PURPOSE: To report the novel application of nontreponemal and treponemal antibody to confirm diagnosis of ocular syphilis from vitreous samples. METHODS: Two distinct case reports emphasizing the importance of confirmatory vitreous treponemal antibody. Multimodal imaging of patients was also applied. RESULTS: We report two distinct cases with positive serum treponemal antibody but opposing vitreous treponemal antibody results. One case with a positive vitreous test responded well to antisyphilitic treatment. By contrast, a case with a negative vitreous result was changed to serpiginous choroiditis, eventually cured by immunomodulatory treatment.
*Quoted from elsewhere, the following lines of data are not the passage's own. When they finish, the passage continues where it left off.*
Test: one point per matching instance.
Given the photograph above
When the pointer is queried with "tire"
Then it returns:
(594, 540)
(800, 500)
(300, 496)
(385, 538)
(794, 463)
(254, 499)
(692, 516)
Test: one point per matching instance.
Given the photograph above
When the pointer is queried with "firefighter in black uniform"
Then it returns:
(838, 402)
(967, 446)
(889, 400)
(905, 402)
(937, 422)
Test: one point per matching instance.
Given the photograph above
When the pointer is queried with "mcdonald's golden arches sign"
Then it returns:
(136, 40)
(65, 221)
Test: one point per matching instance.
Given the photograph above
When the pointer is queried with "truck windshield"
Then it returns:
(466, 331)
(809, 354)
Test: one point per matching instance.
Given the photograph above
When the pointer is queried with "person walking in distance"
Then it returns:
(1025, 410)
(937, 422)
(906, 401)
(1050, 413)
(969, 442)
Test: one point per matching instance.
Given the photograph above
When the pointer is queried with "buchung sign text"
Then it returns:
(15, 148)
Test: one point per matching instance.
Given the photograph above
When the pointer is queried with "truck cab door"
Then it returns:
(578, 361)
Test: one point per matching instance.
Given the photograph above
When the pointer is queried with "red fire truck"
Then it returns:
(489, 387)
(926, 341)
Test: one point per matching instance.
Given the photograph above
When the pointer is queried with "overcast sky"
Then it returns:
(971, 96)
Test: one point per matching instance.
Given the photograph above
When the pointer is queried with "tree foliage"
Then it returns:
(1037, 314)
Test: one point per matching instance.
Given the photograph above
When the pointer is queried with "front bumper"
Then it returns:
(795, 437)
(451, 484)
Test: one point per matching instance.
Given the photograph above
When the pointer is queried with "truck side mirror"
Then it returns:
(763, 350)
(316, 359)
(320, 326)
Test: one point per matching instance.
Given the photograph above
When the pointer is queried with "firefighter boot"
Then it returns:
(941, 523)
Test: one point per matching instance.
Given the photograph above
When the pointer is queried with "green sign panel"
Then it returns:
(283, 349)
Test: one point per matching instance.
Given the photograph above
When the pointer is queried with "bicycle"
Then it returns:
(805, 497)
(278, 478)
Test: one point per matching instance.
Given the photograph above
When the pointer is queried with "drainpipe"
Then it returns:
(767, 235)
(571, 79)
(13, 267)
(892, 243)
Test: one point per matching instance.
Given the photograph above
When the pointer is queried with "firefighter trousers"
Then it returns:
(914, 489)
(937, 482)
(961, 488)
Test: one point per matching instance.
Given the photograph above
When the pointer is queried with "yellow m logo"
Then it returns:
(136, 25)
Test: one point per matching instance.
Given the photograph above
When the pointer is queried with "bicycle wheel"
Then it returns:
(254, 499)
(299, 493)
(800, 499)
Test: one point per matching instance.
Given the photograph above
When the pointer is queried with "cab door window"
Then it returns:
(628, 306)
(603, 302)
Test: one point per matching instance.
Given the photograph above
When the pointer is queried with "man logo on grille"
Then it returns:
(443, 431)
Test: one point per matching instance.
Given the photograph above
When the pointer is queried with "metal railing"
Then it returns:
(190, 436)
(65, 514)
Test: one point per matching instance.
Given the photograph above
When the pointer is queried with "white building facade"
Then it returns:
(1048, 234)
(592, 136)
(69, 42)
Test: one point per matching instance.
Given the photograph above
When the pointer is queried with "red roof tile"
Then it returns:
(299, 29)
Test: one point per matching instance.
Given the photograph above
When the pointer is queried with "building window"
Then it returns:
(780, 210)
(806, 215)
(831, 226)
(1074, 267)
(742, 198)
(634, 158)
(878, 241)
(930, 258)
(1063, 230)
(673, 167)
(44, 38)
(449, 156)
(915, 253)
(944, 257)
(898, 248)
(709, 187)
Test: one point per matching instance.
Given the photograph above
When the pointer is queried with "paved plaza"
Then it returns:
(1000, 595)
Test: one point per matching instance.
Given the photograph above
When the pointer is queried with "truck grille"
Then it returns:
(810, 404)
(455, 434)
CONCLUSION: Intraocular fluid analysis of nontreponemal and treponemal antibody may play an important role in ruling out suspected ocular syphilis in settings without a polymerase chain reaction facility, especially immunocompromised patients who are at risk of multiple infections. Further studies are needed to establish the sensitivity and specificity of nontreponemal and treponemal antibody test on vitreous samples.